Created attachment 1110465 [details] Logs from /var/log/dmesg*
(In reply to Shruti Sampat from comment #0) > Login task on atomic host running RHGS container is blocked for a long time, > see call trace below - > > [83287.004116] INFO: task login:26187 blocked for more than 120 seconds. > [83287.005441] "echo 0 > /proc/sys/kernel/hung_task_timeout_secs" disables > this message. > [83287.007711] login D ffff88030c6d0270 0 26187 19423 > 0x00000004 > [83287.009135] ffff88030b9dfd80 0000000000000082 ffff88030781e780 > ffff88030b9dffd8 > [83287.011544] ffff88030b9dffd8 ffff88030b9dffd8 ffff88030781e780 > ffff88030781e780 > [83287.013958] 7fffffffffffffff ffff88030c6d0278 0000000000000001 > ffff88030c6d0270 > [83287.016309] Call Trace: > [83287.017394] [<ffffffff8163a889>] schedule+0x29/0x70 > [83287.018618] [<ffffffff81638579>] schedule_timeout+0x209/0x2d0 > [83287.020361] [<ffffffff810b8a56>] ? try_to_wake_up+0x1b6/0x300 > [83287.021642] [<ffffffff810b8bf0>] ? wake_up_state+0x10/0x20 > [83287.022934] [<ffffffff8163c62a>] ldsem_down_write+0xea/0x255 > [83287.024232] [<ffffffff8163cce8>] tty_ldisc_lock_pair_timeout+0x88/0x120 > [83287.025561] [<ffffffff813b63ac>] tty_ldisc_hangup+0xcc/0x230 > [83287.026872] [<ffffffff813adb54>] __tty_hangup+0x344/0x490 > [83287.028167] [<ffffffff813adfb1>] tty_vhangup_self+0x21/0x50 > [83287.029472] [<ffffffff811dd8d3>] sys_vhangup+0x23/0x30 > [83287.030717] [<ffffffff816458c9>] system_call_fastpath+0x16/0x1b > At this stage, it looks like a resource congestion to me. Are you testing this in a VM ? If yes, how many CPUs are assigned to this VM ? Can you assign total number of vCPUs to the number of host CPUs and reproduce this issue ?
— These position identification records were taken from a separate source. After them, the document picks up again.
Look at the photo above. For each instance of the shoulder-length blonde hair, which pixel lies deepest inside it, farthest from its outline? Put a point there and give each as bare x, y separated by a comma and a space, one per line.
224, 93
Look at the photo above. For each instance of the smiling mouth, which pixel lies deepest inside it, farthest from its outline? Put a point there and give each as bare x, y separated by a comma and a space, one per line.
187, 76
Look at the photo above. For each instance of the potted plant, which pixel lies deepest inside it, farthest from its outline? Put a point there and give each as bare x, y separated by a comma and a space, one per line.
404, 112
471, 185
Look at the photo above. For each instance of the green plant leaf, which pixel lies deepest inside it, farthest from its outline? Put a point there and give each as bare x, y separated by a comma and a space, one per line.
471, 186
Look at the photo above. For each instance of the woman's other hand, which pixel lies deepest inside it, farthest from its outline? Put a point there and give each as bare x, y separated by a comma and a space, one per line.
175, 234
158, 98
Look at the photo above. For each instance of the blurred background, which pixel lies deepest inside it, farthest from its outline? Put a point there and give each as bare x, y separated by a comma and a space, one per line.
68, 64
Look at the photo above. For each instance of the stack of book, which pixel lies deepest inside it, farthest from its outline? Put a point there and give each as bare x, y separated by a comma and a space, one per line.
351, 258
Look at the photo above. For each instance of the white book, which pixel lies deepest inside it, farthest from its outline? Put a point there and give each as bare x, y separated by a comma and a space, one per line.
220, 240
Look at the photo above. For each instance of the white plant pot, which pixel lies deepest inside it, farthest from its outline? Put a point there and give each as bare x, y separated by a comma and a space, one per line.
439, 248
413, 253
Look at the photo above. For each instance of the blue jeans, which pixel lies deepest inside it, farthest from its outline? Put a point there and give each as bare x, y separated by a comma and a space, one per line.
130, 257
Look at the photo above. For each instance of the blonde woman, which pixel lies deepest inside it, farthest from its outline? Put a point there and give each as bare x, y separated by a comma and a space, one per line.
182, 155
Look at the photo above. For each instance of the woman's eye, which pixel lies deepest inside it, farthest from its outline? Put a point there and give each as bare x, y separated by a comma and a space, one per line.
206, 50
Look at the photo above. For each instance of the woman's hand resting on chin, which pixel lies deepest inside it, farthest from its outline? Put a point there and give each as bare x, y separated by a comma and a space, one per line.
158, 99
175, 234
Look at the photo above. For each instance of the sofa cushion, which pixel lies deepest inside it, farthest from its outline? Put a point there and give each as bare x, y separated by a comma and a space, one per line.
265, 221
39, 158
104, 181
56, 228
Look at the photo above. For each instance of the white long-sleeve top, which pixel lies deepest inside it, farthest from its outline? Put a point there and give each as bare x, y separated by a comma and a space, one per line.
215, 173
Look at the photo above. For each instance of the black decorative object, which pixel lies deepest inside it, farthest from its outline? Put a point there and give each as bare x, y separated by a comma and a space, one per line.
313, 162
(In reply to Humble Chirammal from comment #3) > > At this stage, it looks like a resource congestion to me. > > Are you testing this in a VM ? If yes, how many CPUs are assigned to this VM > ? Can you assign total number of vCPUs to the number of host CPUs and > reproduce this issue ? I tested with a VM assigned with number of vCPUs equal to the number of host CPUs and kept it running for about a week. Haven't been able to reproduce this issue.
As the issue is due to resource congestion and when VM assigned with number of vCPUs equal to the number of host CPUs the issue is not reproducible. Hence closing the bug, if reproducible create a new RHBZ.